Over in the right window, delete the value named DisableTaskMgr.

If the entry isn't there, see if it's in HKEY_LOCAL_MACHINE\...

That may get the TM up and running again.

Sylvr · Sat 08/12/2007 19:59:36

Well I'll follow the instructions.. I don't think I have much choice either way, do I?

Edit: YES!!!!! It worked! Thank you thank you thank you!!!!! I have my task manager back!

Now to get rid of most of those 44 processes :|

LimpingFish · Sat 08/12/2007 20:17:26

Hooray! \o/

If your downloads work again, I'd recommend a complete clean with SpyBot or AdAware, download any Windows updates you may have missed, have ZoneAlarm (or a similar firewall) running when you're connected to the internet, and use Firefox - the plugin Adblock Plus is awesome - (or Opera) over IE.
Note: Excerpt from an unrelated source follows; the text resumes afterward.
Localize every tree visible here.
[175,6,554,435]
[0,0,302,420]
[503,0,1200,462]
A good idea would also be to check what's running at start up.

CCleaner has a simple function that lets you check your startup list, and it also allows you to disable malicious processes that may be listed.
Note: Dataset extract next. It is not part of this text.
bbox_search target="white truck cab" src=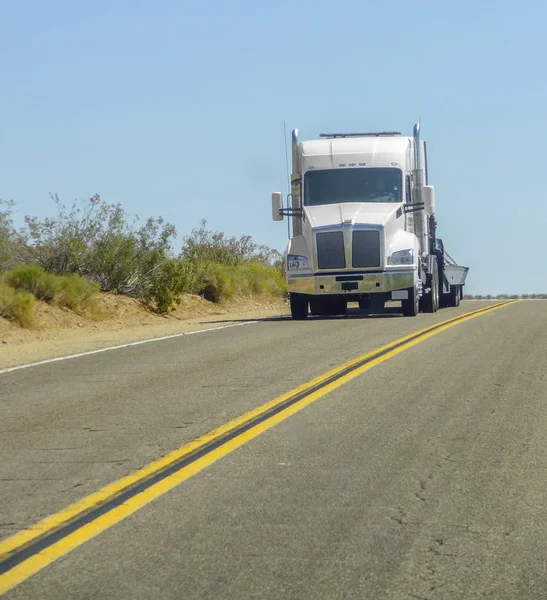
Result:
[272,125,467,319]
Sylvr · Sat 08/12/2007 21:19:06

Hmmm I thought I had it figured out, but I think I killed it... I was going through task manager deleting stuff (I really didn't know what I was deleting, but it worked just fine for me last time...), when I got a message saying that a critical process had been terminated without warning and the computer would shut down in a minute. I figured it would restart normally (as was mentioned in I think InCreator's post), but nooo it didn't. I can't remember exactly what it said when it was restarted, but the effect now is that my 'sound device' won't work, and I have no internet connection. Oh, and it doesn't even look like an XP anymore, the start menu and taskbar have gone back to Win98 style (the option to change it back isn't there on the properties menu)... Gah! Looks like I'll be taking my compy home over the Christmas break...

(Thanks for all your help, LF!)

P.S. I'm using my next-room neighbour's laptop.. :\

LimpingFish · Sat 08/12/2007 22:51:50

Oh well.

Sorry to hear that. Like all things, though, prevention is usually better than cure. Especially when it involves Windows.

Last thing you could try is booting to Safe Mode, and rolling back to a System Restore point.

Good luck with fixing it, anyway.

Domino · Sun 09/12/2007 00:22:56

If all else fails, you may have to reformat your HD and reinstall Windows.

It sucks, but will let you start fresh.